Na escassez de recursos, as pessoas serão classificadas pela maior chance de sobreviver —porém, não se deve usar a idade isoladamente.

Na Itália, sociedades de UTI incluíram a idade, isoladamente, como critério, mas outras associações médicas exigiram a inclusão de doenças prévias e a fragilidade como mais importantes. Matteo Cesari afirmou que devemos evitar o “vale tudo no amor e na guerra”.

Ao ouvir que a decisão por utilizar ou não ventilação mecânica para um paciente está baseada na sua data de nascimento, percebemos que a medicina moderna está em crise. O mais importante para avaliar a indicação dos tratamentos é como a pessoa era antes. Se tinha doenças graves, terminais ou muito frágil; isso vale bem mais que a sua idade.

Para Sarah H. Kagan, “o etarismo é talvez a última forma de discriminação socialmente aceita”. Para ele, normalmente surge de forma velada, insidiosa e com “alegações de melhores interesses”.

Estamos em 2021! Instituições de longa permanência, não priorizadas na pandemia, protagonizaram uma mortandade jamais vista. Esses mesmos pacientes tiveram menos acesso aos hospitais. Aronson questionou em 2020: “Por que estamos tranquilos com as mortes dos idosos?” As mortes dos jovens geraram histórias; as dos idosos, números.

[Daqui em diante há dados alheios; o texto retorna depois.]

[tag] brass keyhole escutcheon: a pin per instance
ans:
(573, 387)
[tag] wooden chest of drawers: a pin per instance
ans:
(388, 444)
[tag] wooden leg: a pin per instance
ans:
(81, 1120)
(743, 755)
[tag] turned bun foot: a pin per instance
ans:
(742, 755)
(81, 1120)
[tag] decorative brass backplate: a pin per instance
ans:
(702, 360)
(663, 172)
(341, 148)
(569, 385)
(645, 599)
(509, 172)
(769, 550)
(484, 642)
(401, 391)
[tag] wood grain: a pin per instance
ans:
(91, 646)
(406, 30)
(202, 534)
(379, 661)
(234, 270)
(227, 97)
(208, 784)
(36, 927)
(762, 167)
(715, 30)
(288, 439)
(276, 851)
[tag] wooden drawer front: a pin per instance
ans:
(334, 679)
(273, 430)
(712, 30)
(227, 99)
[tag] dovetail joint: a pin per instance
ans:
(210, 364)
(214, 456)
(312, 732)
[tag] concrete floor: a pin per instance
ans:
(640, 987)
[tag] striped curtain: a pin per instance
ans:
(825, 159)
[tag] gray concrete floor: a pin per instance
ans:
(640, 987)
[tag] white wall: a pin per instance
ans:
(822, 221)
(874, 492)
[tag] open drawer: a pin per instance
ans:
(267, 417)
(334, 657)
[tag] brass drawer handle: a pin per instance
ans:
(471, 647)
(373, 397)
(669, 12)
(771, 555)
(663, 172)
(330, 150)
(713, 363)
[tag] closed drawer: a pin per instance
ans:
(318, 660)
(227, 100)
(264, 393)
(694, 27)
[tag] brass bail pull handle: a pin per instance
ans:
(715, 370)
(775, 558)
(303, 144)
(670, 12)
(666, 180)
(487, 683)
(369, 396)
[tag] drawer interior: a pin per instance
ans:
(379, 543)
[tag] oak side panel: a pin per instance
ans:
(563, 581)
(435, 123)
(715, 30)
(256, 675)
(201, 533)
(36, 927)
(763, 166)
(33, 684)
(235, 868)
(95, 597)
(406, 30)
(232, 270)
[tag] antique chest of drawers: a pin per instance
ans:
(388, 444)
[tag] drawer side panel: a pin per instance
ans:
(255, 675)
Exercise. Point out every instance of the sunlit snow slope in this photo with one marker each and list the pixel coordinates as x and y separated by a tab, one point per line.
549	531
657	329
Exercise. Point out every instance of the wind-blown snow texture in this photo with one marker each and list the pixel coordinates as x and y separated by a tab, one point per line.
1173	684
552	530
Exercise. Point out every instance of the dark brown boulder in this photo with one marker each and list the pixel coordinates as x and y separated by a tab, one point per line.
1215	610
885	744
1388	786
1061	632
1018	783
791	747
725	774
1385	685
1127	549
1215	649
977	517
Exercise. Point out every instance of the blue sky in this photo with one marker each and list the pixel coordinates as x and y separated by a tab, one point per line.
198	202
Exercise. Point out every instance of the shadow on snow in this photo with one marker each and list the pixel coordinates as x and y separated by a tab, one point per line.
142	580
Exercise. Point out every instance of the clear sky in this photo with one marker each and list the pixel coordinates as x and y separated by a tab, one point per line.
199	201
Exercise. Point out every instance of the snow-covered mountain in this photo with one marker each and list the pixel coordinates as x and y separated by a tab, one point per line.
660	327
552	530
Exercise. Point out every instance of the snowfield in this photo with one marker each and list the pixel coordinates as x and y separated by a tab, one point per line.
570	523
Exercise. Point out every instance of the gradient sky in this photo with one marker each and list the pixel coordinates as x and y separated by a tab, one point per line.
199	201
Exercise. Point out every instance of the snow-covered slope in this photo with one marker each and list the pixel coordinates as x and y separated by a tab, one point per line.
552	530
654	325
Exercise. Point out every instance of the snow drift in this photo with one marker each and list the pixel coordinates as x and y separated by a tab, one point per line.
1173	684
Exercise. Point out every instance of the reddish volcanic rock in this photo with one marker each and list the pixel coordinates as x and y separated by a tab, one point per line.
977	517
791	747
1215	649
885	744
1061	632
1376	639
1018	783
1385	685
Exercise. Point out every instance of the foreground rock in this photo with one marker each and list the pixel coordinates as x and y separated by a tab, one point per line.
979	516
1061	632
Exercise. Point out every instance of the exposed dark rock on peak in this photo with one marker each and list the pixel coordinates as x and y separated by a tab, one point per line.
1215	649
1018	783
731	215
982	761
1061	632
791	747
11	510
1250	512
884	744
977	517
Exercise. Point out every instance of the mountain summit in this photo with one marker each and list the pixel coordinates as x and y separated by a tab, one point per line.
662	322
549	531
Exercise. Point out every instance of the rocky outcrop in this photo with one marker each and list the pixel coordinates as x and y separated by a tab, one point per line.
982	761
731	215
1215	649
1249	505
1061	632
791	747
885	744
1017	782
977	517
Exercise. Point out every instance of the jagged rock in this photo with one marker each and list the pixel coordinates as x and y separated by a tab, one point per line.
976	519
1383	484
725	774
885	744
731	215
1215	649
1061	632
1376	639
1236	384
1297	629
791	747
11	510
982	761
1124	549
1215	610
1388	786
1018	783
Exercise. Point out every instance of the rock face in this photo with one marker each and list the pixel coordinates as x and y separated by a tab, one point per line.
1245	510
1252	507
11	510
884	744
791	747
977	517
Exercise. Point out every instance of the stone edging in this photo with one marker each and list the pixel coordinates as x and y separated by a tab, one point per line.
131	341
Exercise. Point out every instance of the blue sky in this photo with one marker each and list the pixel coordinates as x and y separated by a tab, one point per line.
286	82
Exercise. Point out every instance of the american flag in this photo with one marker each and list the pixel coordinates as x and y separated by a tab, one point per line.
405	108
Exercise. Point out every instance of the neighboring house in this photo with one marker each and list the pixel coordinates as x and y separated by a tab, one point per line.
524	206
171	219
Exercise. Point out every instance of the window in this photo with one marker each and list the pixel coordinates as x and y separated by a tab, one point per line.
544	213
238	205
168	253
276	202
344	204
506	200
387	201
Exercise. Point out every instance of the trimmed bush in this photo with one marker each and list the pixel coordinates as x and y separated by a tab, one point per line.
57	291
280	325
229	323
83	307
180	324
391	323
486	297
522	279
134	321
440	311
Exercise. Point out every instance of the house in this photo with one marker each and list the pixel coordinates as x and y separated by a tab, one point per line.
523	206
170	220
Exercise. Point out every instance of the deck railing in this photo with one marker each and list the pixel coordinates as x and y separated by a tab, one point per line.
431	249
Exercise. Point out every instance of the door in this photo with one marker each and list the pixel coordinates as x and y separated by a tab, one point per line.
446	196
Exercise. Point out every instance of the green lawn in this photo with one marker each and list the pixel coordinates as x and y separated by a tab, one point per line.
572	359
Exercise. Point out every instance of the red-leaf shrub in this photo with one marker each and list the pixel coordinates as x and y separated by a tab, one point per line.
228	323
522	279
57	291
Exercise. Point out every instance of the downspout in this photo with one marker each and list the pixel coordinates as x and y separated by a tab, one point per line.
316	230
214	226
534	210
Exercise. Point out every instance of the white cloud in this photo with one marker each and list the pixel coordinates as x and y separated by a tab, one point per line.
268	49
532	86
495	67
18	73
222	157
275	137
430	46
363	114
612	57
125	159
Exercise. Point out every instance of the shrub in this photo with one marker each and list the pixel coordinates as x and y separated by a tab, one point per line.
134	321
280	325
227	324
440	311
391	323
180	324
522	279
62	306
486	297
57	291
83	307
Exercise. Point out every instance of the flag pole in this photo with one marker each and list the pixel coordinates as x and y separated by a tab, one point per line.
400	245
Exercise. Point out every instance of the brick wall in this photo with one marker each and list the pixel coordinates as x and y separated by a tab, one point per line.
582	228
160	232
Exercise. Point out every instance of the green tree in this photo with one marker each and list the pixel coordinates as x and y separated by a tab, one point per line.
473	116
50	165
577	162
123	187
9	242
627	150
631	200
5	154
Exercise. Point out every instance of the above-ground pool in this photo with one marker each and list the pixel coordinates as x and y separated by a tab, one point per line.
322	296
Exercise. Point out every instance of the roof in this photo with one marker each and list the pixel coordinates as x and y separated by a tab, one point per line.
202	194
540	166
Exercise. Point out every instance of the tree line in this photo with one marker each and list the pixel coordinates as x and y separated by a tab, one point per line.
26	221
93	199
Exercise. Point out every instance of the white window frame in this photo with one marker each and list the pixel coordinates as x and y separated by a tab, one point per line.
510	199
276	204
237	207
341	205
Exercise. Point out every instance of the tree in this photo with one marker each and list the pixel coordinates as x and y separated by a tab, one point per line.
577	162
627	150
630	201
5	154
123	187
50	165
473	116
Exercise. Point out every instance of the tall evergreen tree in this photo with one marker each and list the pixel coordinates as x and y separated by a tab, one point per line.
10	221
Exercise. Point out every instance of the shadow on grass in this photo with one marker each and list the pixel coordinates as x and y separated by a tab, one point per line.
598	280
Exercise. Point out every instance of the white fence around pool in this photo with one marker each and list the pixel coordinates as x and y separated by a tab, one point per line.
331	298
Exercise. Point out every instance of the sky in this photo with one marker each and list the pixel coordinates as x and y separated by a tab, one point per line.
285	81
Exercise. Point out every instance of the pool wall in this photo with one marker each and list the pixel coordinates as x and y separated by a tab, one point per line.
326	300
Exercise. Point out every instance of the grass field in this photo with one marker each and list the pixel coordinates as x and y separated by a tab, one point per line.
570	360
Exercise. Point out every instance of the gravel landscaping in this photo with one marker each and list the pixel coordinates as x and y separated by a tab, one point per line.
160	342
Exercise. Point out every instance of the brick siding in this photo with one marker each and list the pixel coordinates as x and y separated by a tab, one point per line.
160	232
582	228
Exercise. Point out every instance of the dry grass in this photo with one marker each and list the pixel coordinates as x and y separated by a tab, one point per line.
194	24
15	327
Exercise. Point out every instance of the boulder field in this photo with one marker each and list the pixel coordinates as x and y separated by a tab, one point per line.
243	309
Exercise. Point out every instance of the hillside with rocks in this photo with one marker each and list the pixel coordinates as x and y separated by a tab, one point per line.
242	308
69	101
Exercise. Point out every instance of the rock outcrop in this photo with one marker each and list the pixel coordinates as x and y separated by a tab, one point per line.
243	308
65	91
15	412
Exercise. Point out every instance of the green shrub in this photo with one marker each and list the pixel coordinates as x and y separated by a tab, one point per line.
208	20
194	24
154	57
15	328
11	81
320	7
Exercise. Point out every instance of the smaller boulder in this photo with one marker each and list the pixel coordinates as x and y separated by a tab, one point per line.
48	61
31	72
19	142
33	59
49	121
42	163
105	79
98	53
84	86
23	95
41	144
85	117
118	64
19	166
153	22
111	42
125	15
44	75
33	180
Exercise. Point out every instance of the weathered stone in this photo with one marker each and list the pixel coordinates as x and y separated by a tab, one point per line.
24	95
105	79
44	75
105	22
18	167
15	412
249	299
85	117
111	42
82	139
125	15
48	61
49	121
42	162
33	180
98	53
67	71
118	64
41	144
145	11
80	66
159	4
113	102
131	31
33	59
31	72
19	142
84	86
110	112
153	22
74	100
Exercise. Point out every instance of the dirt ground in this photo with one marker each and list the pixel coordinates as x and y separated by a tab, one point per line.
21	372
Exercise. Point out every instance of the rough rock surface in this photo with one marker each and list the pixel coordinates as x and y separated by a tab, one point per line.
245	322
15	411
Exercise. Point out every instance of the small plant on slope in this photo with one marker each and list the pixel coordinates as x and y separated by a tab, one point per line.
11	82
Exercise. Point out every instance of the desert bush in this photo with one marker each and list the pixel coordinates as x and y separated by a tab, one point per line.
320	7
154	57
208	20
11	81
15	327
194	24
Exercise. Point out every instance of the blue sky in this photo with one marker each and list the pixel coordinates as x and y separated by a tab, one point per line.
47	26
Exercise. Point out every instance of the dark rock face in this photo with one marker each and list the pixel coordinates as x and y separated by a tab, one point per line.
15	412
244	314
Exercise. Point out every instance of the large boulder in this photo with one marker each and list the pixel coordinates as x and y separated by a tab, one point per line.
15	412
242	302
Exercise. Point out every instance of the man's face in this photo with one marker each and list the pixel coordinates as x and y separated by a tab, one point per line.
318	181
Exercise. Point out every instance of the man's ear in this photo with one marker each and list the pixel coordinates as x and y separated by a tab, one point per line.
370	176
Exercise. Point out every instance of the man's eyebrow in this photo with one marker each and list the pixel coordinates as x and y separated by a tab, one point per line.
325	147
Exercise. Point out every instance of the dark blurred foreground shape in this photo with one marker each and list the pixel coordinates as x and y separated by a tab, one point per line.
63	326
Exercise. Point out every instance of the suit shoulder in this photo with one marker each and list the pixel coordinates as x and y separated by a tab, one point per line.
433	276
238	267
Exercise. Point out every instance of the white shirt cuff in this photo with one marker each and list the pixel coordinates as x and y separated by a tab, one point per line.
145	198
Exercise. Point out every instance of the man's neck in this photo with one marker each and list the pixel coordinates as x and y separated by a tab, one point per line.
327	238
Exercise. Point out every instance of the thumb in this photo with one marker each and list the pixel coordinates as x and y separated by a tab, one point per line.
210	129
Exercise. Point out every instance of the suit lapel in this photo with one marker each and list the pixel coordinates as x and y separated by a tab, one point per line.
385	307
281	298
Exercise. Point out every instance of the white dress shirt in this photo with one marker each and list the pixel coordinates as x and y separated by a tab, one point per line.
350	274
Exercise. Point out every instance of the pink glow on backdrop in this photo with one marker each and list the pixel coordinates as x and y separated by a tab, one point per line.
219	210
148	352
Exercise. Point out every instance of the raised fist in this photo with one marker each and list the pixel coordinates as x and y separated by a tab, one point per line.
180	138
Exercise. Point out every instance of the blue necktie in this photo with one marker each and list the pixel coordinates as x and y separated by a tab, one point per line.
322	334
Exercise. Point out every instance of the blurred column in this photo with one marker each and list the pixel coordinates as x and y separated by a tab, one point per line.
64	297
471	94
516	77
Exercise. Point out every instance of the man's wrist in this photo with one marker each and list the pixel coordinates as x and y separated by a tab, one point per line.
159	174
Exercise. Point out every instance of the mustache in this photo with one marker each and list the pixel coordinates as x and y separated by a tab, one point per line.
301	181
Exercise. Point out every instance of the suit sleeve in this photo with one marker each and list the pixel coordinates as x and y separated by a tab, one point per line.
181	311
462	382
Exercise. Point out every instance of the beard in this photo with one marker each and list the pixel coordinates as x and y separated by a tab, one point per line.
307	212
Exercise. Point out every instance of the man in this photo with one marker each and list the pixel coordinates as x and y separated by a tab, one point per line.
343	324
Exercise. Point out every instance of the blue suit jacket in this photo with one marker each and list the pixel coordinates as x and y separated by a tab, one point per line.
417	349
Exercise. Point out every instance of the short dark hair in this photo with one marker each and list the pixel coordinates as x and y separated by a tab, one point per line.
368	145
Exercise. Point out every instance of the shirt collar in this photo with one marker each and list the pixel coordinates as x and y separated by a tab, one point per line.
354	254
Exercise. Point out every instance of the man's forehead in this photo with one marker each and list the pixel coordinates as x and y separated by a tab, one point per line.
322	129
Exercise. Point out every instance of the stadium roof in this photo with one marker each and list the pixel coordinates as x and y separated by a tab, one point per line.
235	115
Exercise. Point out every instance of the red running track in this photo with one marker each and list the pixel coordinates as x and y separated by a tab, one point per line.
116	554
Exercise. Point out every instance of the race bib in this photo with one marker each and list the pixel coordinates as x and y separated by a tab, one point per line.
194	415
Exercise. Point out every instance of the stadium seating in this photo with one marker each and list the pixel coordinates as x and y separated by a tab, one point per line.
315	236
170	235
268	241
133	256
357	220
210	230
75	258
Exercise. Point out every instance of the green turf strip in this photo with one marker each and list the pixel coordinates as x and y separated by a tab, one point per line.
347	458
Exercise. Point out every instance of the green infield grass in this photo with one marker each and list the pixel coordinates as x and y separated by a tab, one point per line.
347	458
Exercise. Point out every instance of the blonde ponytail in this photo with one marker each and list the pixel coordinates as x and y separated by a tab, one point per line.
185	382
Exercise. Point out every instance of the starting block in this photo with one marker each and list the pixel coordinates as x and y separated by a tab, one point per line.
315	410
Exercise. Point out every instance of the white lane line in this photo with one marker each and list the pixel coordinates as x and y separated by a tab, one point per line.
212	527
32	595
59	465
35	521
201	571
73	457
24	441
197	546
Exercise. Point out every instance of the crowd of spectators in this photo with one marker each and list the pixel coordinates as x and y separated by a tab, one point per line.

Os estudos mostram que negar acesso a procedimentos e cuidados em saúde é a principal forma de manifestação do etarismo nos tempos atuais, seguido da relativização da importância de suas vidas.

Um estudo realizado em oito países mostrou que estudantes e médicos tomam decisões que limitam o acesso dos pacientes a determinados tratamentos baseados apenas em sua idade e não em necessidades clínicas. Muitos deles não percebem.

Para a Organização Mundial da Saúde, “uma sociedade é medida pela forma como cuida dos seus cidadãos mais velhos”. Importantes sociedades médicas já alertaram sobre os riscos do etarismo. Não podemos aceitar a limitação de suporte baseada na idade de alguém sem que essa pessoa tenha critérios claros de terminalidade da vida, tal como definido pelos códigos de ética médica e pelas resoluções do Conselho Federal de Medicina.

Situações duvidosas devem ter avaliação especializada de geriatras ou paliativistas. Culpar os idosos pela pandemia é agir de forma negacionista e contribuir para a crise sanitária. Culpar e punir os mesmos é muito pior. Como com qualquer preconceito, devemos combater o etarismo. Vidas idosas importam!